19 La deuxième partie de la thèse (p. 125-219) concerne « la productivité lexicale des noms de marques et de produits », et permet à l’auteur de préciser son approche théorique de la notion de néologie. 1721 noms répertoriés dans l’ouvrage de Myriam Cohen (Tout savoir sur vos produits de beauté. Le guide des cosmétiques, 2006, Flammarion) sont ainsi analysés à l’aide de la typologie des néologismes de Jean-François Sablayrolles. L’auteur passe en revue les différents procédés d’innovation lexicale mis en œuvre dans la dénomination des produits cosmétiques du corpus afin de déterminer la part respective de chacun de ces procédés. De multiples tableaux et graphiques illustrent judicieusement les résultats de cette analyse. Le lecteur apprend alors que les rédacteurs de noms de marques ont tendance à obéir aux règles de formation existantes. Ils respectent les règles d’affixation, de composition, de troncation, de siglaison ou de conversion du français et les exploitent avec pertinence.

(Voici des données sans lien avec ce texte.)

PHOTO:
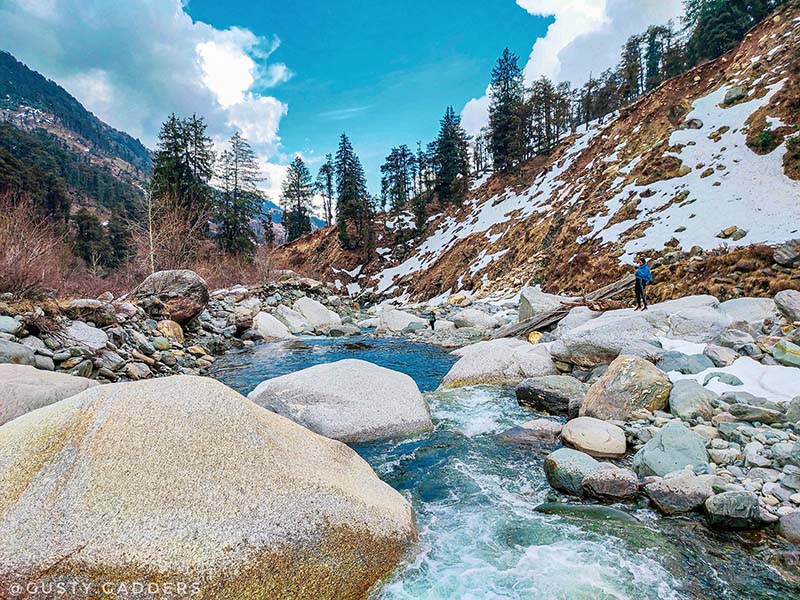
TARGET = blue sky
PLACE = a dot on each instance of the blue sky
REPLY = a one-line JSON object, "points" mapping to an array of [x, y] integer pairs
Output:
{"points": [[292, 76], [383, 72]]}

20 Dans la troisième partie (p. 219-326), l’auteur se livre à un examen linguistique de deux cas précis. Dans un premier temps, elle analyse les noms patronymiques et les différentes modifications lexicales qui peuvent leur être apportées. Dans un second temps, ce sont les tendances nominatives du parfum qui sont analysées. L’auteur procède alors à un historique du parfum très complet pour mener ensuite une étude diachronique, onomasiologique et morphologique de 5072 noms de parfums créés entre 1370 et 2009. Le lecteur apprend notamment que les dénominations de parfums trouvent souvent leurs origines dans des faits sociaux, historiques ou économiques.
21 Enfin, la dernière partie de la thèse (p. 326-436) porte sur une étude de la diffusion des noms de marques et de produits cosmétiques. Tout d’abord, les méthodes de communications publicitaires sont détaillées et analysées afin de mettre en lumière les implications de la nomination des noms de marque et la diffusion de ces noms dans une optique commerciale. Enfin, Magalie Gobet évoque la circulation des noms de marques dans notre univers discursif et culturel. Elle montre que les noms de marques investissent par exemple le champ du cinéma, de la littérature, des chansons ou des humoristes. Certains noms de marques comme « bluetooth », « iPod », « javascript » ou « firewire » se sont ainsi lexicalisés à l’instar des plus familiers frigidaire, mercurochrome ou kleenex.
22 Le corpus traité dans cette thèse est impressionnant d’exhaustivité et dénote un travail particulièrement méticuleux entrepris par l’auteur. La formation des noms de marque et de produits à travers le secteur des cosmétiques ou la créativité lexicale au service de la communication représente donc une thèse riche et dense de par la diversité des analyses menées (en lexicologie, analyse du discours, communication), mais aussi du corpus réuni, source de précieuses informations sur le sujet.